Convivência com o Semiárido: passando do discurso a uma política-país, Brasil 2002-2016
Desenvolver estratégias de resiliência e convivência com as questões climáticas e as grandes discrepâncias sociais e políticas existentes no Semiárido brasileiro sempre foi um desafio histórico para as populações camponesas que habitam esta região.
A semiáridez não é uma característica apenas de parte do Nordeste brasileiro, pois se estima que de modo geral, as terras secas, com diversos graus de aridez, representam cerca de 40% da área terrestre, uma porcentagem considerável para se avaliar aspectos de desenvolvimento. Vale destacar que 42% da população mundial vivem nessas áreas, acumulando experiências de vida vinculadas com as dinâmicas climáticas, próprias das regioes secas, onde além disso, produzem a nivel mundial cerca de 22% dos alimentos.
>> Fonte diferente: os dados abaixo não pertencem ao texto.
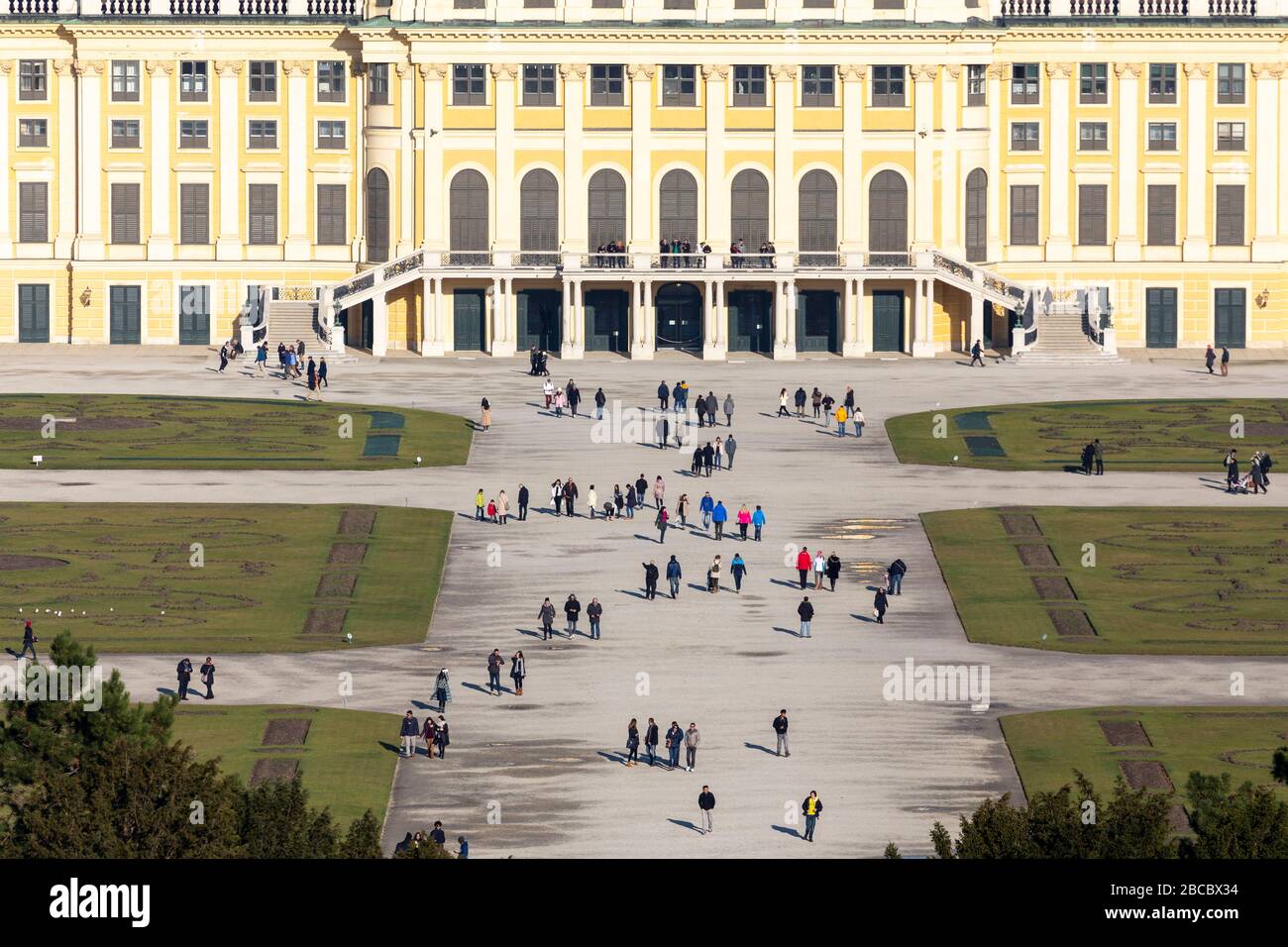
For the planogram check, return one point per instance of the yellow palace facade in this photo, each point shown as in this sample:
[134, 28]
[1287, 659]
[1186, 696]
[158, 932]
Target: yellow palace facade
[716, 176]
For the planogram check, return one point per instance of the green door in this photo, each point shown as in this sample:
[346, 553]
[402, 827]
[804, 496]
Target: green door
[751, 321]
[1232, 317]
[193, 315]
[888, 320]
[540, 316]
[125, 313]
[818, 321]
[468, 311]
[1160, 318]
[606, 320]
[34, 312]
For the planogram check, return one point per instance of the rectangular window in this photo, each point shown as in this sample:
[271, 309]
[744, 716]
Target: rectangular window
[1024, 214]
[33, 133]
[262, 214]
[193, 133]
[1094, 214]
[1231, 89]
[1025, 84]
[1093, 136]
[1229, 214]
[977, 85]
[539, 85]
[1094, 84]
[330, 134]
[818, 86]
[606, 85]
[125, 214]
[679, 85]
[331, 81]
[1162, 82]
[377, 84]
[1160, 209]
[1024, 136]
[193, 81]
[748, 86]
[888, 86]
[331, 215]
[194, 213]
[33, 80]
[125, 133]
[469, 85]
[34, 211]
[263, 134]
[1231, 136]
[263, 80]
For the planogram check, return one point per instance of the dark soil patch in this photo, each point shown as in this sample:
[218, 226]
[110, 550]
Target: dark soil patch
[347, 553]
[1125, 733]
[325, 621]
[1052, 587]
[1146, 775]
[336, 585]
[286, 732]
[9, 562]
[1070, 622]
[357, 522]
[273, 770]
[1020, 525]
[1037, 557]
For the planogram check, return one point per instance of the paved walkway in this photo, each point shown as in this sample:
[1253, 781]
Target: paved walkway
[540, 775]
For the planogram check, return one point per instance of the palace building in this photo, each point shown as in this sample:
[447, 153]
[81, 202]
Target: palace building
[716, 176]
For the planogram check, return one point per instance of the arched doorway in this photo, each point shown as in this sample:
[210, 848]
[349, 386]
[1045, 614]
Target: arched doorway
[377, 215]
[679, 317]
[888, 213]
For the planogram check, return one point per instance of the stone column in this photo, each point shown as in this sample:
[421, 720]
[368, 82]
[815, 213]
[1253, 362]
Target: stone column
[785, 224]
[228, 245]
[642, 159]
[851, 158]
[1060, 138]
[1127, 245]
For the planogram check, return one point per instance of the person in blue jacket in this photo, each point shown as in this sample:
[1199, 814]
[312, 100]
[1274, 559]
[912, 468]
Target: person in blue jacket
[720, 515]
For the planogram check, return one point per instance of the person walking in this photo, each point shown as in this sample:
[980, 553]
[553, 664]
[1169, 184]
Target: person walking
[811, 809]
[518, 672]
[207, 677]
[649, 579]
[781, 749]
[806, 613]
[738, 569]
[410, 731]
[632, 744]
[442, 689]
[692, 740]
[706, 806]
[674, 575]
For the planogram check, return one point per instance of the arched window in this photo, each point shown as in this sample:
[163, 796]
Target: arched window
[605, 209]
[888, 214]
[818, 218]
[748, 219]
[377, 215]
[977, 215]
[679, 208]
[469, 205]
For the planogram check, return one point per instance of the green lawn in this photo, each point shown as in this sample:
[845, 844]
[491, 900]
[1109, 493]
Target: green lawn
[1240, 741]
[273, 578]
[1137, 434]
[342, 762]
[154, 432]
[1164, 581]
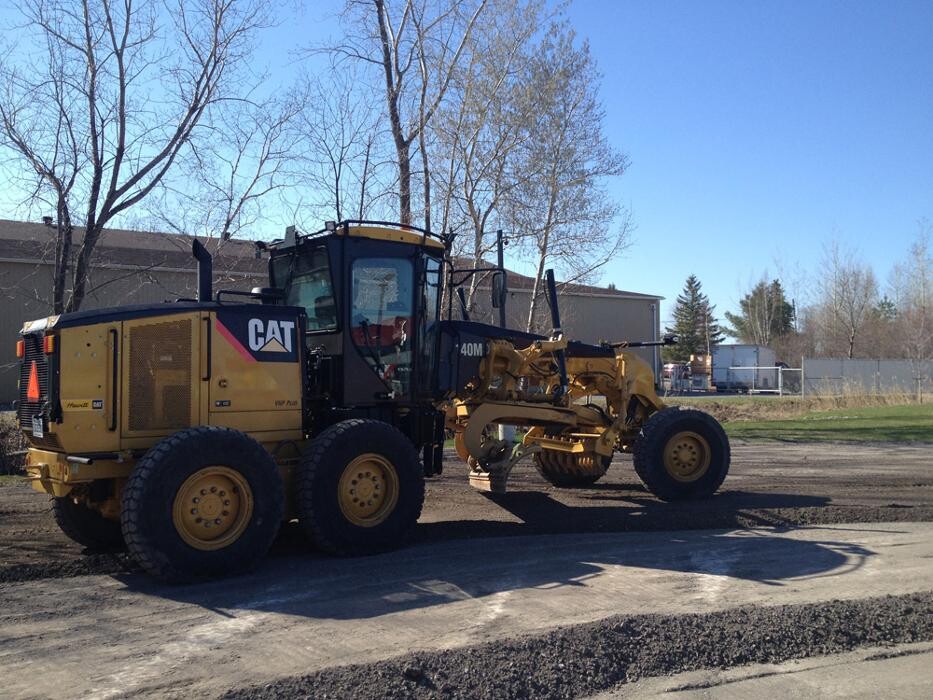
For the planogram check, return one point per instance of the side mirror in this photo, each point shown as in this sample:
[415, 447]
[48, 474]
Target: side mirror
[498, 289]
[268, 294]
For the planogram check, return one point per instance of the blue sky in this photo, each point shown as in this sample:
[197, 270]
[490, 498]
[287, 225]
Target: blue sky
[760, 131]
[757, 132]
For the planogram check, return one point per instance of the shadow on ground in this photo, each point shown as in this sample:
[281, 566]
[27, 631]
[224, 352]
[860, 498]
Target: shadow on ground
[417, 577]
Tanto no Brasil como no mundo, a concepção de realidade que tem influenciado o imaginário técnico, econômico e social destas regiões secas, se construiu e se institucionalizou a imagem de regiões problemáticas, cheias de adversidades, desmerecendo assim, as potencialidades dessas áreas.
Segundo o pesquisador, Aldrin M.Perez-Marin, que atua na área da Agroecologia e da Desertificação, “existem poucas experiências no mundo onde se tenha estabelecido, no caso dos Semiáridos, uma relação entre Estado e sociedade, que tenham dado as pessoas autonomia, espaço de decisão e organização (vez, voz e voto) para a formulação, implementação e controle de políticas públicas”.
No nosso país, onde essa área representa 11% do território nacional, a resposta dos governos predominantes foi a implementação de políticas de “desenvolvimento”, dirigidas quase exclusivamente ao “combate a seca” e os seus efeitos.” Mas, tais percepções de “desenvolvimento” foram questionadas pelos agricultores e suas organizações, dado a sua insustentabilidade economica , ambiental e social. Articulados na rede denominda Articulaçao do Semiárido Brasileiro (ASA Brasil), eles apresentaram – durante a 3ª Conferência das Partes da Convenção de Combate à Desertificação e Mitigação dos efeitos da Seca das Nações Unidas (UNCCD) – a Declaração do Semiárido Brasileiro (SAB) em torno do conceito de “convivência com a semiáridez”, enfatizando a conservação e o uso sustentável dos recursos naturais e hidrícos, e a quebra do monopolia de acesso a água, a terra, a comunicação, e aos meios de produção.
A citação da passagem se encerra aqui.